Le Maroc joue ici un rôle charnière. En tant que puissance africaine émergente et investisseur majeur sur le continent, il offre à la Russie une porte d’entrée vers des marchés et des réseaux économiques plus larges. Cette complémentarité est au cœur de la stratégie russe, qui cherche à transformer ses relations africaines en véritables partenariats de co-développement.

Par ailleurs, la coopération sécuritaire, notamment dans la lutte contre le terrorisme au Sahel, constitue un autre axe central. Dans une région marquée par l’instabilité, la Russie entend se positionner comme un acteur capable d’apporter des solutions concrètes, en coordination avec des partenaires locaux. Là encore, le Maroc apparaît comme un allié de poids, disposant d’une expertise reconnue.

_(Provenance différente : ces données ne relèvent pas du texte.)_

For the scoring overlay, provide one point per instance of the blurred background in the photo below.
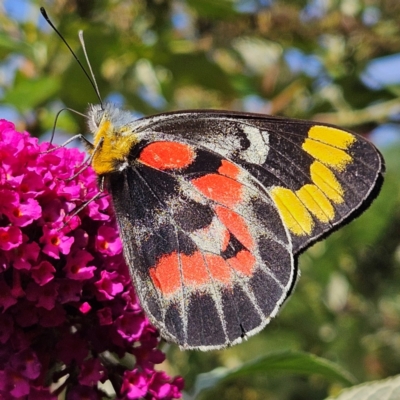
(336, 61)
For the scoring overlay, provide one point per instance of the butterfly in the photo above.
(214, 208)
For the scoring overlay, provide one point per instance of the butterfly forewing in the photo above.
(319, 176)
(214, 207)
(211, 257)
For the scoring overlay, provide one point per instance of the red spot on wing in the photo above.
(243, 262)
(167, 155)
(236, 225)
(165, 274)
(220, 189)
(229, 169)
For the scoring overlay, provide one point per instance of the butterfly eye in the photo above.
(96, 114)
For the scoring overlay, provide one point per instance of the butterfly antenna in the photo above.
(92, 80)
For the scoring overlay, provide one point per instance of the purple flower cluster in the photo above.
(69, 319)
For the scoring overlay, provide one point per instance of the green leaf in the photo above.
(29, 93)
(387, 389)
(286, 361)
(11, 45)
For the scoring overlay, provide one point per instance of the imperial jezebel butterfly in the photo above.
(214, 207)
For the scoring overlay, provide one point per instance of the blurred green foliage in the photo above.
(297, 58)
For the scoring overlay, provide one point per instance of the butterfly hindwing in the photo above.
(212, 258)
(214, 208)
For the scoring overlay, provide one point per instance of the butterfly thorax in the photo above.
(113, 138)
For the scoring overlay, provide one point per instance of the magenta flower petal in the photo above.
(65, 292)
(108, 241)
(10, 237)
(43, 273)
(108, 286)
(134, 385)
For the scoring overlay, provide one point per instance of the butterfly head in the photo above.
(113, 137)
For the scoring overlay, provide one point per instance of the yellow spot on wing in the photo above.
(331, 136)
(326, 181)
(294, 214)
(316, 202)
(327, 154)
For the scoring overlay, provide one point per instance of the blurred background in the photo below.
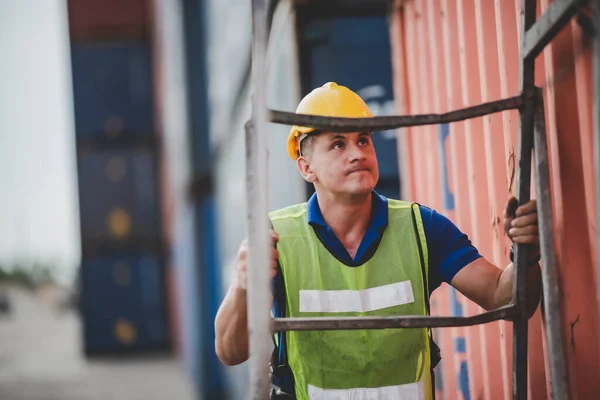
(122, 177)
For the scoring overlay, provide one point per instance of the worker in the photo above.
(349, 251)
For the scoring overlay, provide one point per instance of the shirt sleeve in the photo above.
(449, 249)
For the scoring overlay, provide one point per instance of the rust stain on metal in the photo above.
(512, 162)
(572, 331)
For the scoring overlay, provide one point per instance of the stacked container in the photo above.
(451, 54)
(122, 272)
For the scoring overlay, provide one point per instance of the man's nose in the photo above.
(356, 152)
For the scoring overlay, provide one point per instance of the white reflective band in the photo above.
(335, 301)
(410, 391)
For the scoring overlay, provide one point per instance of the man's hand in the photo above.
(242, 268)
(521, 223)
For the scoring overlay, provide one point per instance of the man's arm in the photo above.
(492, 287)
(231, 322)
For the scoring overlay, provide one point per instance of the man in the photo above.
(350, 252)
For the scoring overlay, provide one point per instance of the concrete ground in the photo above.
(40, 360)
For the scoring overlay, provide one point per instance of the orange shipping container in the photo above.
(450, 54)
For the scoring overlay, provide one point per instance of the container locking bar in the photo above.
(337, 124)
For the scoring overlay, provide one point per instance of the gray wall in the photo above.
(229, 58)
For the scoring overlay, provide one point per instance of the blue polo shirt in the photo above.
(449, 249)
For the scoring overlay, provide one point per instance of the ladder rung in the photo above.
(548, 25)
(402, 321)
(336, 124)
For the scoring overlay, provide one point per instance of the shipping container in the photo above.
(112, 89)
(451, 54)
(341, 49)
(122, 304)
(91, 20)
(118, 195)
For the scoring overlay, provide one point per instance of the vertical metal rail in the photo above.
(596, 111)
(520, 324)
(259, 293)
(551, 295)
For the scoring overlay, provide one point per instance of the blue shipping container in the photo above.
(112, 88)
(123, 303)
(118, 195)
(355, 52)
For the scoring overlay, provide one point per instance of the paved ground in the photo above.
(40, 360)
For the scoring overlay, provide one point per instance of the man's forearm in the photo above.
(504, 291)
(231, 328)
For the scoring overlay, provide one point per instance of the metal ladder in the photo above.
(532, 138)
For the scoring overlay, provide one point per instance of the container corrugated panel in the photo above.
(112, 89)
(118, 195)
(451, 54)
(91, 19)
(329, 48)
(123, 305)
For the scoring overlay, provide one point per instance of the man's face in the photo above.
(341, 163)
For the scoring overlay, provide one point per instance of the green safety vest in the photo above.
(356, 364)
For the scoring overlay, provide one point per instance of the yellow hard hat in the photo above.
(329, 100)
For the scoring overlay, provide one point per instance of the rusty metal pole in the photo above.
(551, 297)
(259, 293)
(520, 324)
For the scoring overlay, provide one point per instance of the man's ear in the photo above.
(305, 169)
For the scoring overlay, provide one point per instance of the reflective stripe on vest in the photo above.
(356, 364)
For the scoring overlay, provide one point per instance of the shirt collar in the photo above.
(379, 212)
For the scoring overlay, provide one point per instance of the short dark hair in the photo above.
(307, 143)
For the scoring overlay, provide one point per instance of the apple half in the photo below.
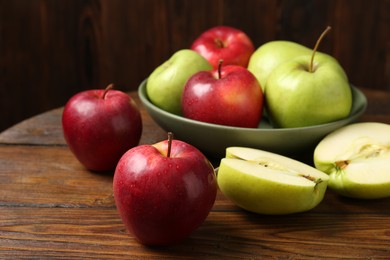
(269, 183)
(357, 159)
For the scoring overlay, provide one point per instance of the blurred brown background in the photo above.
(51, 49)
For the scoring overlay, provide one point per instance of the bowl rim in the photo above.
(354, 114)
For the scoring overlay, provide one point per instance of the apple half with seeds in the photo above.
(268, 183)
(357, 159)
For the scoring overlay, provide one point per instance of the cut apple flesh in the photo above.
(357, 159)
(268, 183)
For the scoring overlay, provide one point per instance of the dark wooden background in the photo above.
(51, 49)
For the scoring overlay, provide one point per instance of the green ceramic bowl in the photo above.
(213, 139)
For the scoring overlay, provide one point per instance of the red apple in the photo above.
(226, 43)
(100, 126)
(229, 95)
(163, 192)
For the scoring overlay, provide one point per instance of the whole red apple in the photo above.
(229, 95)
(223, 42)
(163, 192)
(100, 125)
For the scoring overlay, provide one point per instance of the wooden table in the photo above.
(51, 207)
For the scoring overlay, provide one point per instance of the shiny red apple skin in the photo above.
(100, 130)
(161, 199)
(234, 99)
(223, 42)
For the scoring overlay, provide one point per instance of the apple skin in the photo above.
(165, 84)
(357, 159)
(270, 55)
(161, 199)
(296, 97)
(230, 44)
(268, 183)
(235, 99)
(100, 130)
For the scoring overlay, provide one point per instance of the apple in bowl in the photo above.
(224, 42)
(229, 95)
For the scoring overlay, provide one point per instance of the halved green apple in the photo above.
(357, 159)
(268, 183)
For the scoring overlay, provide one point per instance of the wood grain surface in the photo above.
(51, 49)
(52, 208)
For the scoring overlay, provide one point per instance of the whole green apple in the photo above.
(271, 54)
(298, 97)
(268, 183)
(357, 159)
(165, 84)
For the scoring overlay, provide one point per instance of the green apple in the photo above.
(271, 54)
(357, 159)
(308, 90)
(268, 183)
(297, 97)
(165, 84)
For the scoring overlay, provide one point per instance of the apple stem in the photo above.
(316, 47)
(170, 138)
(220, 68)
(109, 87)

Mais au-delà des aspects économiques et sécuritaires, c’est aussi une bataille d’influence qui se joue. En mettant en avant des principes comme la souveraineté et le respect des spécificités nationales, la Russie cherche à se différencier des approches occidentales, souvent perçues comme intrusives. Ce discours trouve un écho favorable dans de nombreux pays africains.

Ainsi, le partenariat maroco-russe ne peut être compris isolément. Il s’inscrit dans une stratégie globale où Moscou cherche à redéfinir sa place sur la scène internationale en s’appuyant sur des alliances diversifiées et pragmatiques. L’Afrique, et en particulier des pays comme le Maroc, devient un terrain clé de cette recomposition.

En définitive, les déclarations de l’ambassadeur Baibakov révèlent une réalité plus profonde : la Russie a besoin de partenaires fiables en Afrique, non seulement pour des raisons économiques, mais aussi pour renforcer sa légitimité internationale. Dans ce jeu complexe, le Maroc apparaît comme un allié stratégique, capable de contribuer à cette ambition.

L’abstention à la résolution 2797/2025 n’est donc pas un simple détail diplomatique. Elle s’inscrit dans une logique cohérente, où chaque geste, chaque mot, participe à la construction d’un équilibre subtil entre intérêts nationaux et ambitions globales.